Wage growth in the UK’s private sector accelerated in the three months to October as inflation rose into double digits, according to data which promises to fuel an increasingly bitter stand-off between ministers and unions.
Annual growth of 6.9 per cent in regular weekly earnings, excluding bonuses, was the highest outside the pandemic period in the private sector, the Office for National Statistics said on Tuesday — although workers have seen their pay fall sharply in real terms as consumer prices have risen even faster.
Public sector workers have suffered a much bigger hit to living standards, with their earnings growing by just 2.7 per cent over the same period, one of the biggest gaps recorded between the private and public sector, the ONS said.
The figures will reinforce worries at the Bank of England, which is expected to raise interest rates again on Thursday, that a tight labour market is driving wage growth to a level that is incompatible with its 2 per cent inflation target. But they also show that this is almost entirely due to private sector wage deals.
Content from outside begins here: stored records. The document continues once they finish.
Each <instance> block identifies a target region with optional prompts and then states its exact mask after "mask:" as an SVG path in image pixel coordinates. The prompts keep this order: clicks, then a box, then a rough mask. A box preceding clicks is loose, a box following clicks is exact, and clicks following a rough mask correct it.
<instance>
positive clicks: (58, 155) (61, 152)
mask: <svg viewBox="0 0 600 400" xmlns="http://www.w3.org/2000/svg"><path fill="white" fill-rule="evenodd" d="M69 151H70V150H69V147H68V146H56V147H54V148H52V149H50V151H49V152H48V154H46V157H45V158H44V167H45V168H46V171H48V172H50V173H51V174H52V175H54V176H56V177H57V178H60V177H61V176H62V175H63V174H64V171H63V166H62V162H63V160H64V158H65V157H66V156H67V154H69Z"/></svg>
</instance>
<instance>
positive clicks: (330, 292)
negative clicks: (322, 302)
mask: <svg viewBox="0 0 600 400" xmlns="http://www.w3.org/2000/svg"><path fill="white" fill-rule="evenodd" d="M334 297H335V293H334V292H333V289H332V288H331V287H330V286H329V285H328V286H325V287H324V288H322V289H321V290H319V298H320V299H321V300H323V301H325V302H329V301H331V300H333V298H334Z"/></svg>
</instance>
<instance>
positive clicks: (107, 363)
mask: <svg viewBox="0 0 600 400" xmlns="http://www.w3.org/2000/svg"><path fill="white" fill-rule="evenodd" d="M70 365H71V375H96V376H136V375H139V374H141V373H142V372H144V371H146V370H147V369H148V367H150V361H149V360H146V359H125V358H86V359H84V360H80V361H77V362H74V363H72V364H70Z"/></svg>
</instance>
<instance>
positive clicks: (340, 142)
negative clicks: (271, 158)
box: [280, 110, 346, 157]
The government has argued that it cannot improve public sector pay offers, for fear of further fuelling inflation.
Jeremy Hunt, chancellor, said in response to the figures that the government’s plans would “help to more than halve inflation next year” but that this would require “some difficult decisions now”, adding: “Any action that risks embedding high prices into our economic will only prolong the pain for everyone.”
Ministers have refused to enter talks on pay with unions representing nurses and other public sector workers in the run-up to a series of strikes that will disrupt travel, healthcare and other services in the run-up to Christmas. An attempt to avert a nurses’ strike ended in failure on Monday with Pat Cullen, general secretary of the Royal College of Nursing, complaining that ministers had “walked away” from any discussion of the core issue and that her members were “not getting an extra penny”.
Neil Carberry, chief executive of the Recruitment and Employment Confederation, said: “Given the scale of disputes in the parts of the public sector and in industries where the government plays a key role, the growing gap between private and public pay awards ought to create space for negotiation.”
Tuesday’s data showed that the worsening economic outlook is starting to affect the jobs market, with vacancies falling for a fifth consecutive quarter and unemployment edging up by 0.1 percentage point from the previous quarter to 3.7 per cent.
Yael Selfin, economist at KPMG, said the data showed “expectations of lower turnover putting less pressure on employers to recruit, while employees are becoming more cautious to move jobs”.
However, this still left the jobless rate close to record lows, with one position vacant for every unemployed jobseeker. Moreover, the rise in unemployment was partly due to people who had previously dropped out of the labour market starting to look for work again — a development that will be welcomed by policymakers, after a period in which rising economic inactivity has been fuelling wage pressures.
The ONS said the economic inactivity rate fell by 0.2 percentage points on the quarter to 21.5 per cent as people aged 50-64 who had previously said they were retired began to return to the workforce.
The employment rate increased by 0.2 percentage points on the quarter to 75.6 per cent, although it still fell short of its pre-pandemic levels.